From The Forme of Cury, 1390
Take benes and seeþ hem almost til þey bersten. take and wryng out þer water clene. do þerto Oynouns ysode and ymynced. and garlec þerwith. frye hem in oile. oþer in grece. & do þerto powdour douce. & serue it forth.
Take beans and seethe them almost until they burst. Take and wring out the water clean. Do there-to onions boiled and minced, and garlic therewith; fry them in oil or grease and do thereto powder fine and serve it forth.
1/2 lb dried fava beans
1 small onion, minced
3 cloves garlic, minced
2 tsp. powder fine*
salt to taste
Soak the fava beans in cold water according to the package directions. Once reconstituted, simmer until they’re still a little bit firm. Slip the skins at this point if you desire. Sweat the onions and garlic in a generous amount of olive oil. (You can boil the onions first, but I found it an unnecessary extra step.) Add the beans and spices and continue frying until the beans achieve the desired tenderness, stirring frequently.
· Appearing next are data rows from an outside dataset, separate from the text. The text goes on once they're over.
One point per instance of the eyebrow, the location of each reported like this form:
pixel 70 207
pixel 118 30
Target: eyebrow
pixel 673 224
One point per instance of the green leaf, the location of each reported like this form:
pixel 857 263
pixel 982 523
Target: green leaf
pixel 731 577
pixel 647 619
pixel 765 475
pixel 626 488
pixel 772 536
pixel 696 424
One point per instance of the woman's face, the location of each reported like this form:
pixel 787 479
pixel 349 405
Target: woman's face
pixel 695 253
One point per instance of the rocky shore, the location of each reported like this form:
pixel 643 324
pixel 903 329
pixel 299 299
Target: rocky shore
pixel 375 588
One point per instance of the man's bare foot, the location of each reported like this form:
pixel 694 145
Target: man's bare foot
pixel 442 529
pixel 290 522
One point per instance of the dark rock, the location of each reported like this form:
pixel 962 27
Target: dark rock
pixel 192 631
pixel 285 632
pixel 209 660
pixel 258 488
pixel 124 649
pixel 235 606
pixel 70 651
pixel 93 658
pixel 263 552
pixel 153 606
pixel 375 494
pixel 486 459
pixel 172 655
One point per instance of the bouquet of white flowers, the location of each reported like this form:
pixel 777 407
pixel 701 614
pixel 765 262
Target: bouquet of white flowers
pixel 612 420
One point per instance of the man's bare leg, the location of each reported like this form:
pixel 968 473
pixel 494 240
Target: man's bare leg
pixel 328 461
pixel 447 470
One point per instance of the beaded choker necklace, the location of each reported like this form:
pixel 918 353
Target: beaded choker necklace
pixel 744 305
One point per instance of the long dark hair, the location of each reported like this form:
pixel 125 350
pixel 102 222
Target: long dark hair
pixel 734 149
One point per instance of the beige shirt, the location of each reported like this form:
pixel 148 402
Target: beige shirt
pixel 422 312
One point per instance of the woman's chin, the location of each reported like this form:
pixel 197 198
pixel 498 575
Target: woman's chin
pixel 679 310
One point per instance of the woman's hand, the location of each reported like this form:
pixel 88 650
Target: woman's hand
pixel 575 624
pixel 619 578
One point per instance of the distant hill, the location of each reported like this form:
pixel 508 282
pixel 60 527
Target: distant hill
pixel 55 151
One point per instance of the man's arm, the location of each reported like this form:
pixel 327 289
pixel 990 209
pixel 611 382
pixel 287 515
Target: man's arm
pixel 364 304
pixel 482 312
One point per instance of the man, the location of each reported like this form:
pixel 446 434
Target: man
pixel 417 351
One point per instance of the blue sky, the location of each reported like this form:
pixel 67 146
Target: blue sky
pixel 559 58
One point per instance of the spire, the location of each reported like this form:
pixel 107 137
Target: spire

*Powder douce/powder fine.
1 Tbsp. powdered ginger (9g)
1 tsp. powdered cinnamon (2.5 g)
1/4 tsp. grains of paradise (1g)
1/2 tsp. powdered cloves (1g)
1/2 tsp. sugar (3g)
Pouldre fine (Based off of Le Menagier de Paris, translation from Medieval Cuisine.)
Prenez gingembre blanc (une once et une drachme?) canelle triée (un quarteron?) giroffle et graine de chascun demi quart d’once, et de succre en pierre (un quarteron?) et faictes pouldre .
Translation by Janet Hinson:
Fine Powder of spices
Take an (ounce and a drachma?) of white ginger, a (quarter-ounce?) of hand-picked cinnamon, half a quarter-ounce each of grains and cloves, and (a quarter-ounce ?) of rock sugar, and grind to powder.